Canada Designates 75 Acres As Protected Habitat For The Blanding's Turtle

Approximately 75 acres of land and wetlands habitat has been put under permanent protection by Canada's Nature Trust to ensure that the endangered Blanding's turtle (Emydoidea blandingii) populations near Canada's Pleasant River has ample room to flourish, according to a report in NovaNewsNow of Nova Scotia.

The Bull Moose Meadow area includes freshwater wetlands and the protected lands will provide an interconnected habitat that will help the turtles and other wildlife that are at risk. The meadow is next to Nature Trust lands at Meadow Brook, which is also protected, and is surrounded by Crown lands, which is also slated for protections via the province's 12 percent protected area commitment. The Bull Moose Meadow is now the fifth conservation site designated specifically for the Blanding's turtles in the province.

Nova Scotia is estimated to be home to less than 500 adult Blanding's turtles, according to the report, and scientists say that conservation of the critical habitat of these chelonians is essential to reverse the decline in their numbers. Nova Scotia's Recovery Team for Blanding's Turtles has concurred, saying that habitat destruction and fragmentation as well as human-caused mortality of these turtles are the main culprits that have contributed to their declines.

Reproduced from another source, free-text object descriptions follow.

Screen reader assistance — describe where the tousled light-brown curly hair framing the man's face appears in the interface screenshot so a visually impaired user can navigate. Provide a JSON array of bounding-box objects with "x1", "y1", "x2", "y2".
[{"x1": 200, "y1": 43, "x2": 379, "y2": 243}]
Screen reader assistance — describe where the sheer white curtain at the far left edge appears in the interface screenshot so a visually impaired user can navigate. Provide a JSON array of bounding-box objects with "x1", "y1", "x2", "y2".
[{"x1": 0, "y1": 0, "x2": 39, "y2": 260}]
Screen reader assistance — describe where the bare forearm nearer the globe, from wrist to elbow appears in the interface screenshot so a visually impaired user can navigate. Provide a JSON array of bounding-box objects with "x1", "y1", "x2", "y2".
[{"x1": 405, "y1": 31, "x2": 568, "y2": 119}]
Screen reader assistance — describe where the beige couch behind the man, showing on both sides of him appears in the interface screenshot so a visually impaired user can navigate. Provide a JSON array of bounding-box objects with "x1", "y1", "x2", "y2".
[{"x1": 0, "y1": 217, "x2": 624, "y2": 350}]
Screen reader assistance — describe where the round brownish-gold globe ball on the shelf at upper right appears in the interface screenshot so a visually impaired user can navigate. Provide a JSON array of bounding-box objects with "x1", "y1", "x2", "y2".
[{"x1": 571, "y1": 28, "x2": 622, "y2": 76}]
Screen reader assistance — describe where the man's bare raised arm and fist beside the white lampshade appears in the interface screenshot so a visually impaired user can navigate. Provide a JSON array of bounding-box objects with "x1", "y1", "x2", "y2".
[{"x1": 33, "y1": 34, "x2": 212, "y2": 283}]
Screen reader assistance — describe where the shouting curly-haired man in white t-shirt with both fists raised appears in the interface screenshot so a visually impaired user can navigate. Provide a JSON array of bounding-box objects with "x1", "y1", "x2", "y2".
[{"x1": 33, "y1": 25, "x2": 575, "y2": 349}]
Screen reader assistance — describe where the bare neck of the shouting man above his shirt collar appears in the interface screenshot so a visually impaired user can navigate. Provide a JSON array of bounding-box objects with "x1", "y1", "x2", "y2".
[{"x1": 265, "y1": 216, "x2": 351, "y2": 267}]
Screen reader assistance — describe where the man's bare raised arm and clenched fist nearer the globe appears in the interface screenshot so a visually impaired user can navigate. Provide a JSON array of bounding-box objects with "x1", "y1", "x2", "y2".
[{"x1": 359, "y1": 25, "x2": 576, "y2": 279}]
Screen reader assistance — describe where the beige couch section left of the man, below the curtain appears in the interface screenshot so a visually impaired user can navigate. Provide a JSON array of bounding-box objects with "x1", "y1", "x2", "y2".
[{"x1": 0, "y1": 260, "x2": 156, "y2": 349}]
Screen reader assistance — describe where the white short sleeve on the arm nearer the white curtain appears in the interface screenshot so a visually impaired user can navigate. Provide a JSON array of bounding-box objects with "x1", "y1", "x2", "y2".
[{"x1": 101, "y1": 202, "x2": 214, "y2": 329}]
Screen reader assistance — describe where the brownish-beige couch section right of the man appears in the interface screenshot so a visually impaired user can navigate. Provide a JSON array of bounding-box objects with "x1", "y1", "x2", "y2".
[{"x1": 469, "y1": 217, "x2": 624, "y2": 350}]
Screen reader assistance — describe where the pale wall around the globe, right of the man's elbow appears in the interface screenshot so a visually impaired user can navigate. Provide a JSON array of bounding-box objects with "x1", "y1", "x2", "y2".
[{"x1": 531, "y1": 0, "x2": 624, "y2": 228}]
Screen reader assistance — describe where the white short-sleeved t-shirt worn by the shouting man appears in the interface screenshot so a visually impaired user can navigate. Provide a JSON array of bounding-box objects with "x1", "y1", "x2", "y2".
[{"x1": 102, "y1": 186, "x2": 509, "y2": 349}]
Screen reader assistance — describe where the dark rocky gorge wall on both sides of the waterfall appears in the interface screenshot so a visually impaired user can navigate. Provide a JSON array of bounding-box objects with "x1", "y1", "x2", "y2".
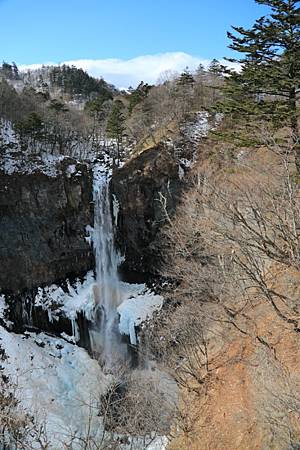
[{"x1": 0, "y1": 114, "x2": 208, "y2": 348}]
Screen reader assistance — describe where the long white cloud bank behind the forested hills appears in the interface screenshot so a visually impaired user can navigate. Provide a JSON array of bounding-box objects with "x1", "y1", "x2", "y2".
[{"x1": 19, "y1": 52, "x2": 239, "y2": 88}]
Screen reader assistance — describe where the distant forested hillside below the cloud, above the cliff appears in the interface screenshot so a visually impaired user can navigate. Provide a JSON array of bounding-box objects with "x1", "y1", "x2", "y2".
[{"x1": 0, "y1": 61, "x2": 222, "y2": 160}]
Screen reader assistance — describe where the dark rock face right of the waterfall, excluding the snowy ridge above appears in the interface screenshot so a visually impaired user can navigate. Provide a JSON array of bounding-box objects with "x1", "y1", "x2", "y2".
[{"x1": 112, "y1": 145, "x2": 183, "y2": 282}]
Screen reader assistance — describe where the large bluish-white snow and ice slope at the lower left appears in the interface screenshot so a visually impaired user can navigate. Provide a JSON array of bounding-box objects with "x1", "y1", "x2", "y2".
[{"x1": 0, "y1": 327, "x2": 110, "y2": 450}]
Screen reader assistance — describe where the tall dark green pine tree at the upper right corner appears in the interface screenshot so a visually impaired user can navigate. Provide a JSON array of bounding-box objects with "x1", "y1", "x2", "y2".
[{"x1": 223, "y1": 0, "x2": 300, "y2": 165}]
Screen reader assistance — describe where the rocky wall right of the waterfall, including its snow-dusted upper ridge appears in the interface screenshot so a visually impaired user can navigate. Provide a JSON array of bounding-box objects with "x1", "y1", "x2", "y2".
[{"x1": 111, "y1": 111, "x2": 213, "y2": 282}]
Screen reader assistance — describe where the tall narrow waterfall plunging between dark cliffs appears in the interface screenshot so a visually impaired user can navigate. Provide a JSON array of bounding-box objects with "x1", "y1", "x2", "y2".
[{"x1": 90, "y1": 172, "x2": 127, "y2": 369}]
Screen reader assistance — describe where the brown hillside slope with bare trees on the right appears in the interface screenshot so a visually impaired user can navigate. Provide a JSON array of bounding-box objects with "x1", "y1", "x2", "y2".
[{"x1": 157, "y1": 140, "x2": 300, "y2": 450}]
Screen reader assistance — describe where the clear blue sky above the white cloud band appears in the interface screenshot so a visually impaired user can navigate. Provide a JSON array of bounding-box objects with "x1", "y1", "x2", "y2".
[{"x1": 0, "y1": 0, "x2": 266, "y2": 86}]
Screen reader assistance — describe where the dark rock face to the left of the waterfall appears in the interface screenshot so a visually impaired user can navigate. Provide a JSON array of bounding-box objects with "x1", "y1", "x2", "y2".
[{"x1": 0, "y1": 162, "x2": 94, "y2": 296}]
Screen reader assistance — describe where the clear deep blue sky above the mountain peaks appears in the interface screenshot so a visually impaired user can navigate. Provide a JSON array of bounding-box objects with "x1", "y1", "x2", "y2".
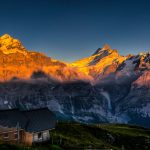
[{"x1": 0, "y1": 0, "x2": 150, "y2": 61}]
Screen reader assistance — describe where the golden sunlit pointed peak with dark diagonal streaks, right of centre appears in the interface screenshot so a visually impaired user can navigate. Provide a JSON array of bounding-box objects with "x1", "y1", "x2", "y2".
[{"x1": 71, "y1": 44, "x2": 127, "y2": 79}]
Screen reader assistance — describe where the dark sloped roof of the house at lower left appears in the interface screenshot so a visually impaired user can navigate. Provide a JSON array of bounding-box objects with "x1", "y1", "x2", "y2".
[{"x1": 0, "y1": 108, "x2": 56, "y2": 132}]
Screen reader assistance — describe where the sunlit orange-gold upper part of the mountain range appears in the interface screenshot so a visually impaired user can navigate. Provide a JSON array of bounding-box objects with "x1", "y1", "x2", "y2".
[{"x1": 0, "y1": 34, "x2": 150, "y2": 82}]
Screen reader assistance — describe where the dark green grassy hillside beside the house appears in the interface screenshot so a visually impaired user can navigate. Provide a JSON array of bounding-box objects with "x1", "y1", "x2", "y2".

While Canada has done quite a bit to ensure the survival of this endangered species, the United States' efforts have been mixed. The state of Wisconsin's Department of Land and Natural Resources has been under heavy pressure by the Wisconsin Builder's Association to delist the turtle, claiming the DNR put their own spin on DNR research. The DNR, after initially proposing to remove the protections the turtle enjoys, has backtracked, and wants the turtle to remain protected. The turtle is slated to be removed from the state's threatened species list January 1, 2014. The DNR has proposed an emergency rule that the turtle be placed on the state's protected animal list for 2014. The DNR also wants a permanent rule that would keep the turtle protected indefinitely.